The UIAA, the Union Internationale des Associations d'Alpinisme, is a standards organisation that regulates climbing equipment. They do not have their own set of standards but in effect follow the EN standards. To ensure your safety, all carabiners you use should be stamped 'UIAA'.

CE standards closely follow EN standards and a more relevant to equipment used for occupational purposes and as such not covered by this guide. 

The EN standard for carabiners is EN12755. All carabiners sold in the EU must be stamped with an EN12755 to be suitable for use.

The EN12755 standard is broken down into 6 sub-types i.e. B, X, D, H, K and Q.
So, to recap, look for a UIAA and EN12755 standard marks as a basic starting point.

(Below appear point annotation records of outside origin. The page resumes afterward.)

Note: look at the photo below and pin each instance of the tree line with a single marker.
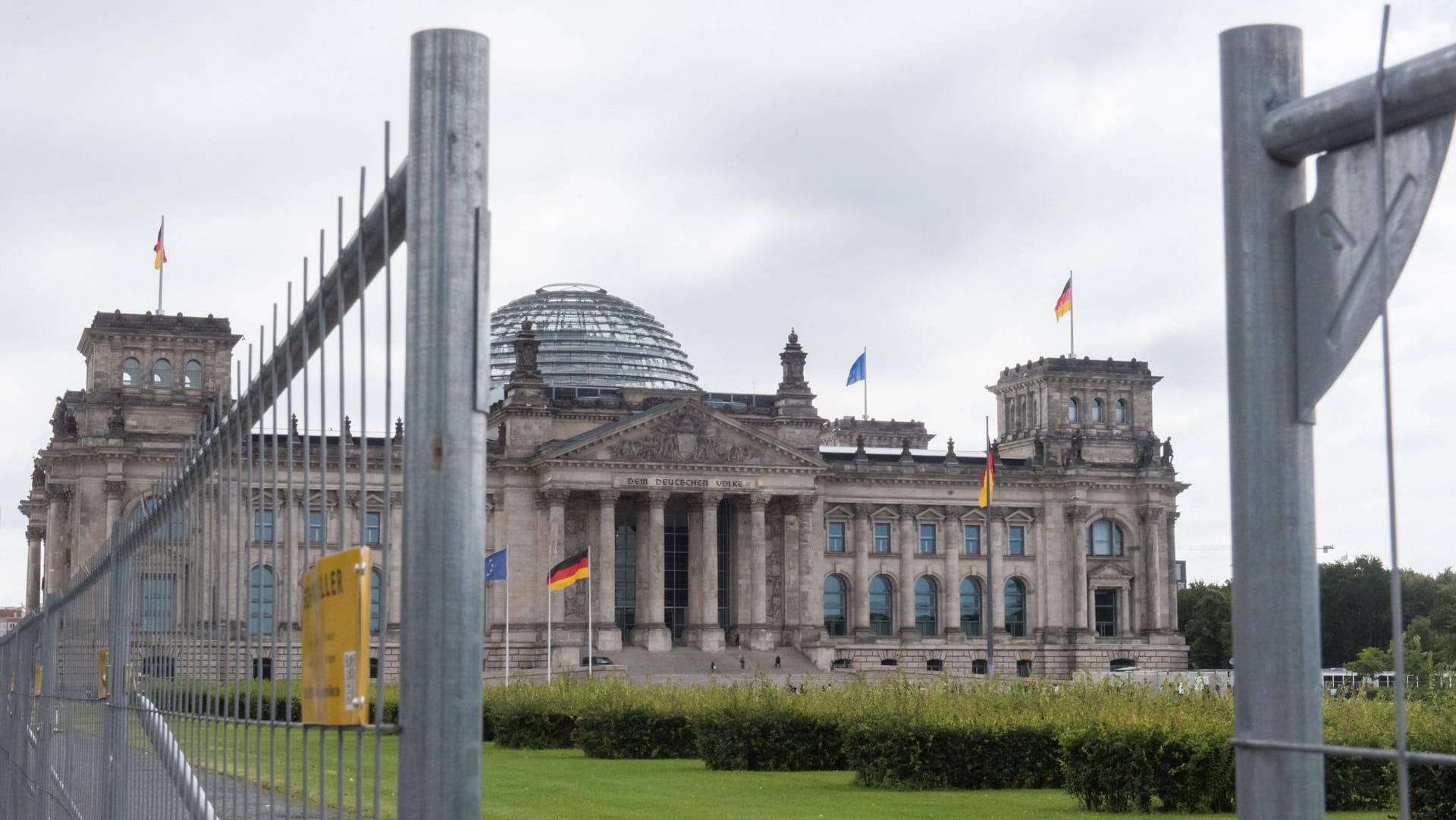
(1354, 619)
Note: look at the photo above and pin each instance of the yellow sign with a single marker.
(335, 638)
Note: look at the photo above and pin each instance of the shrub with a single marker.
(637, 733)
(530, 726)
(1145, 768)
(769, 740)
(924, 756)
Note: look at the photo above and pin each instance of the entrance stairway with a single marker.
(692, 666)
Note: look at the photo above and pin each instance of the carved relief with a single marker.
(685, 437)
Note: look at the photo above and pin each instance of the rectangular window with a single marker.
(927, 539)
(973, 539)
(315, 526)
(158, 593)
(1104, 603)
(262, 525)
(836, 536)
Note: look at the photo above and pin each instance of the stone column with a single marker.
(995, 573)
(115, 490)
(1076, 522)
(951, 545)
(555, 548)
(651, 615)
(864, 539)
(604, 573)
(57, 567)
(33, 567)
(705, 631)
(759, 638)
(1155, 570)
(905, 601)
(1169, 582)
(811, 570)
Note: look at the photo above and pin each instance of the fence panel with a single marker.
(168, 679)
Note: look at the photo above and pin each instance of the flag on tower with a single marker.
(1065, 300)
(568, 573)
(162, 253)
(856, 372)
(987, 476)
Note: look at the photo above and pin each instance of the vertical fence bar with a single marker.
(118, 637)
(1270, 449)
(444, 454)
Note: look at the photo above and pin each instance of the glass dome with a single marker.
(588, 338)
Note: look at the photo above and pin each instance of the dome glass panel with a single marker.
(588, 338)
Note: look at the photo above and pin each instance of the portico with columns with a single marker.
(718, 522)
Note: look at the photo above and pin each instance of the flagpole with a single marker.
(161, 259)
(588, 611)
(507, 615)
(1074, 315)
(990, 567)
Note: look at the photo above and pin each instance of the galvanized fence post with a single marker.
(443, 592)
(47, 711)
(114, 726)
(1272, 451)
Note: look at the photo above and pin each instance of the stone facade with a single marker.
(711, 519)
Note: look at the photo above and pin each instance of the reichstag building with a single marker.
(714, 520)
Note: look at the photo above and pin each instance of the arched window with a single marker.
(927, 608)
(835, 599)
(881, 606)
(162, 373)
(259, 601)
(375, 582)
(1104, 538)
(130, 373)
(971, 608)
(1015, 608)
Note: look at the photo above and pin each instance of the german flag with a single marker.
(987, 476)
(568, 573)
(162, 254)
(1065, 300)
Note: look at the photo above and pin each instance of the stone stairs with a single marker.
(693, 666)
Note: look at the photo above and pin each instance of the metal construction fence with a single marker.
(166, 679)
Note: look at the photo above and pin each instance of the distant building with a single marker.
(712, 519)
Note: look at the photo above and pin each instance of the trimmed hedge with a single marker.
(769, 740)
(635, 733)
(532, 726)
(922, 756)
(1149, 768)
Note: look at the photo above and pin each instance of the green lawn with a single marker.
(529, 785)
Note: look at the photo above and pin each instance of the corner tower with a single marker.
(1074, 410)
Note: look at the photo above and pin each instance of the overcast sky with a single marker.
(916, 181)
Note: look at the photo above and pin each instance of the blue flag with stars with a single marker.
(495, 567)
(856, 372)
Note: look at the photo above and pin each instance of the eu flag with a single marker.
(856, 372)
(495, 567)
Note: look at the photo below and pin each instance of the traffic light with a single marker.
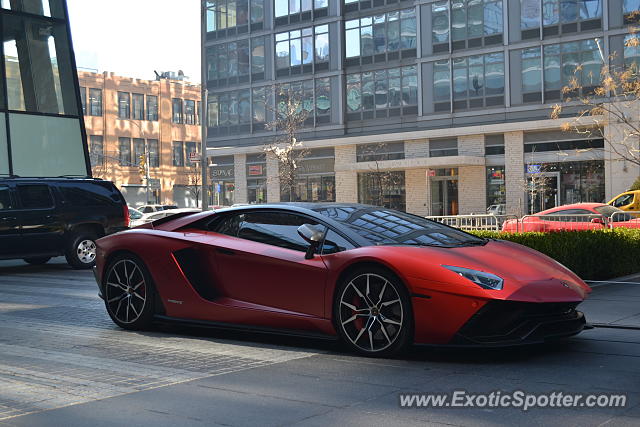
(142, 165)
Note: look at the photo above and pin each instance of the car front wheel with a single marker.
(372, 311)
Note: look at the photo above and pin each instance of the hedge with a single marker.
(592, 254)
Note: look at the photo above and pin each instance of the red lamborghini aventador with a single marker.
(373, 277)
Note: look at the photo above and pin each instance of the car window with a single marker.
(5, 198)
(272, 228)
(35, 196)
(623, 200)
(334, 243)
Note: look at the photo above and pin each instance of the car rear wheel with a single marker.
(129, 293)
(81, 250)
(372, 311)
(37, 261)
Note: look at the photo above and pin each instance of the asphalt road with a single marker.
(63, 363)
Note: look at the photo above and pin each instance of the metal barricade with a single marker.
(481, 222)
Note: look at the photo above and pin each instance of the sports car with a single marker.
(374, 278)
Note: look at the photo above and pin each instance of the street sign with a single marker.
(154, 184)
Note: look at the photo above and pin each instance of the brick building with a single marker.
(128, 120)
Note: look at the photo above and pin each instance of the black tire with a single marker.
(37, 261)
(376, 316)
(123, 297)
(77, 257)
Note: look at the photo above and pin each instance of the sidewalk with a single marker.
(614, 304)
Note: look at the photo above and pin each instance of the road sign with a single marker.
(154, 183)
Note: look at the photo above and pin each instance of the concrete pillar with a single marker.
(514, 172)
(346, 181)
(240, 174)
(417, 191)
(472, 190)
(273, 179)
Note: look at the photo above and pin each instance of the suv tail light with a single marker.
(126, 215)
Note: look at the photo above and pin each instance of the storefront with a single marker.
(222, 181)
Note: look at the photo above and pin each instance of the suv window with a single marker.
(272, 228)
(35, 196)
(5, 198)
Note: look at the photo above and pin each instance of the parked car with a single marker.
(577, 216)
(155, 208)
(627, 201)
(153, 216)
(44, 218)
(134, 214)
(375, 278)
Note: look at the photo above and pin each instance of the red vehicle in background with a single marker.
(574, 217)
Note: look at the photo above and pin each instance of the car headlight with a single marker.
(480, 278)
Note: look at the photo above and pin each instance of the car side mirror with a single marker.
(311, 235)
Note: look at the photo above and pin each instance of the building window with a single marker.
(178, 153)
(190, 147)
(190, 112)
(176, 109)
(83, 99)
(381, 38)
(124, 105)
(383, 189)
(152, 108)
(96, 150)
(138, 106)
(559, 17)
(124, 151)
(302, 51)
(565, 61)
(631, 11)
(259, 99)
(256, 178)
(226, 18)
(473, 23)
(139, 152)
(316, 103)
(230, 113)
(154, 153)
(382, 93)
(632, 51)
(292, 11)
(354, 5)
(494, 145)
(38, 65)
(95, 102)
(443, 147)
(380, 152)
(496, 190)
(478, 82)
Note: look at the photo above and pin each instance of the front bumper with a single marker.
(505, 323)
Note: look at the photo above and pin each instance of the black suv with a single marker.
(43, 218)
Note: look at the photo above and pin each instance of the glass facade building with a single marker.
(41, 128)
(367, 69)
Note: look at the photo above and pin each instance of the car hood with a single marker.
(528, 275)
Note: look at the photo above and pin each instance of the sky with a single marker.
(132, 38)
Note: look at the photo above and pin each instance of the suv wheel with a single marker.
(81, 250)
(37, 261)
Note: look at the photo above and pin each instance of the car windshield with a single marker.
(381, 226)
(608, 211)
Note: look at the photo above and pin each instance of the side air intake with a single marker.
(191, 264)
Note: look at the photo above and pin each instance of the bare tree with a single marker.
(611, 99)
(289, 117)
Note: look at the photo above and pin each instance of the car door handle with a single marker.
(225, 251)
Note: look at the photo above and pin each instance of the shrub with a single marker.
(592, 254)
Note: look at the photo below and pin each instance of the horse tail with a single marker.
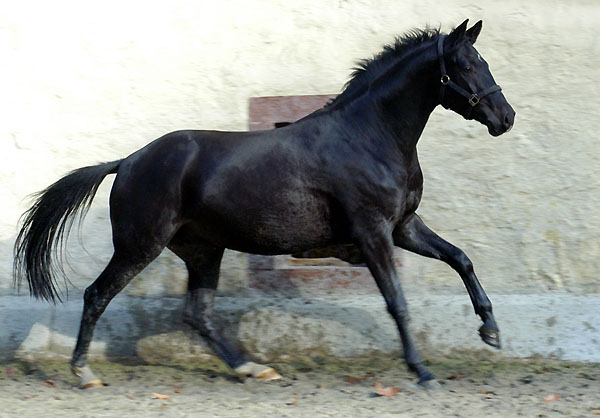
(41, 241)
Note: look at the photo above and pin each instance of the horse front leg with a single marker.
(377, 249)
(413, 235)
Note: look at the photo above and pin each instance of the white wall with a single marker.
(87, 82)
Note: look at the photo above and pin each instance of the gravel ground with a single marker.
(470, 387)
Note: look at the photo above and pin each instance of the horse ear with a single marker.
(473, 33)
(457, 35)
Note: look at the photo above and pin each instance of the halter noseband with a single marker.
(473, 98)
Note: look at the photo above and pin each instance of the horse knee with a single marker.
(399, 313)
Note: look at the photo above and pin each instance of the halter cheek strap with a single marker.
(472, 98)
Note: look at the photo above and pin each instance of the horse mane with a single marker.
(367, 70)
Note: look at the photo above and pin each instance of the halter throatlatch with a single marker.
(473, 98)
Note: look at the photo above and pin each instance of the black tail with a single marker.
(46, 225)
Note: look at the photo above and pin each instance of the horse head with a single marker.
(467, 85)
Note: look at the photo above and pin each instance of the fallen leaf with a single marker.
(386, 392)
(48, 383)
(354, 380)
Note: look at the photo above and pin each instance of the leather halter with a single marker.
(472, 98)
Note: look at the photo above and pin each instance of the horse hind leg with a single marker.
(117, 274)
(203, 263)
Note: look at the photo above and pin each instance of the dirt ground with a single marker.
(470, 387)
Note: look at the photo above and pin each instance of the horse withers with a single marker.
(346, 175)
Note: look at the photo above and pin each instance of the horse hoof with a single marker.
(258, 371)
(430, 384)
(490, 336)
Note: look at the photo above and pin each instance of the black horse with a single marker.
(346, 174)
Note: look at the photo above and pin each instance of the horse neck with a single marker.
(403, 97)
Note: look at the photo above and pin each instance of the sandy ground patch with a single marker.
(470, 387)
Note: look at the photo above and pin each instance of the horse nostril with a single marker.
(509, 118)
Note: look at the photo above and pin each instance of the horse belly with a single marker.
(274, 223)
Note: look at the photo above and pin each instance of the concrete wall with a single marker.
(83, 83)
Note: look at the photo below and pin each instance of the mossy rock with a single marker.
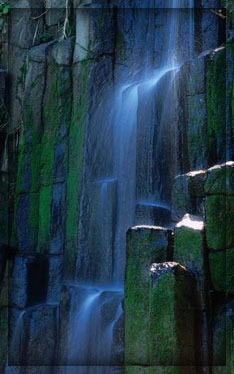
(171, 340)
(220, 180)
(190, 251)
(221, 266)
(219, 212)
(159, 370)
(216, 106)
(3, 335)
(223, 338)
(25, 232)
(145, 245)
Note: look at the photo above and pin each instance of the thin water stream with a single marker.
(93, 316)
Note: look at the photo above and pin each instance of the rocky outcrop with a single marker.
(59, 74)
(145, 246)
(200, 251)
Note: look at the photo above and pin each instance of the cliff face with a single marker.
(60, 64)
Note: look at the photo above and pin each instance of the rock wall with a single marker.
(181, 313)
(56, 76)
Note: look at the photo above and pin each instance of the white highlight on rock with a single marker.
(192, 222)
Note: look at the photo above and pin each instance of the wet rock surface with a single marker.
(54, 83)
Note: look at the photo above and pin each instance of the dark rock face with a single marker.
(28, 348)
(207, 258)
(54, 184)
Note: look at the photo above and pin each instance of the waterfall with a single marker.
(122, 186)
(93, 314)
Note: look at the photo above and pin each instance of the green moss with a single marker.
(221, 270)
(44, 219)
(120, 48)
(216, 107)
(76, 137)
(197, 137)
(4, 335)
(144, 247)
(159, 370)
(162, 327)
(219, 221)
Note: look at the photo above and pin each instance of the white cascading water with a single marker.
(90, 334)
(89, 344)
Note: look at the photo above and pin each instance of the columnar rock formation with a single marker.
(186, 306)
(61, 65)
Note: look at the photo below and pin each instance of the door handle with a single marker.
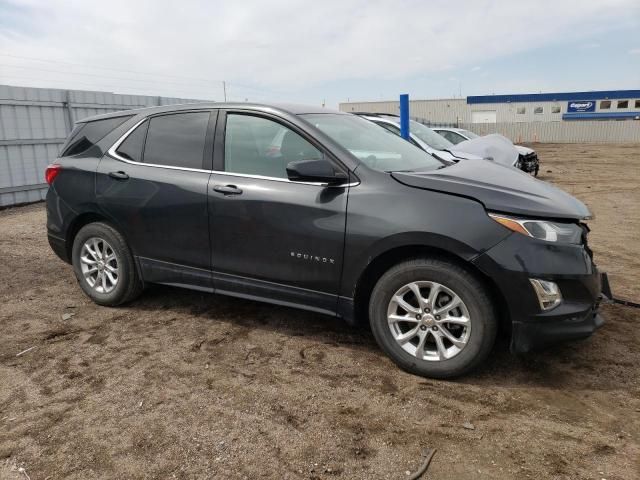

Now, an explanation the sub-types of the EN12755 standard.

K (Klettersteig) - for use when participating in Via Ferrata. Carabiners attached to a Via Ferrata lanyard must carry this sub-type mark. They must have auto-locking gates.

X (Oval shaped) - various designs of oval shaped carabiners with a strength rating for all axis.

D (Directional) - various designs of sprung gate not rated with a gate open strength. The type usually used in quickdraws where all the weight should be taken on the major axis.

H (HMS) - short for Halbmastwurfsicherung a big German word for Munter (Italian) Hitch, a type of belay knot. Carabiners of this type will be suitable for use with a knot of this type i.e. pear shaped.

Q (Quicklinks) - Mallions, manual screw gate, strong and basic links. A whole other topic really.

B (Basic) - Do not be confused by the term. These are the strongest of carabiners under the EN12755 standard. Use is based on design.

If your looking for an HMS carabiner for instance get either an H type or a B type that is pear shaped with a sprung manual locking gate. Some confusion can be found here because in climbing parlance an HMS carabiner will be any carabiner that can be used with a Munter hitch regardless of whether it’s an H type or a B type of the correct design.

Best piece of advice is this. Don’t buy a carabiner that does not have the UIAA and EN12755 marks.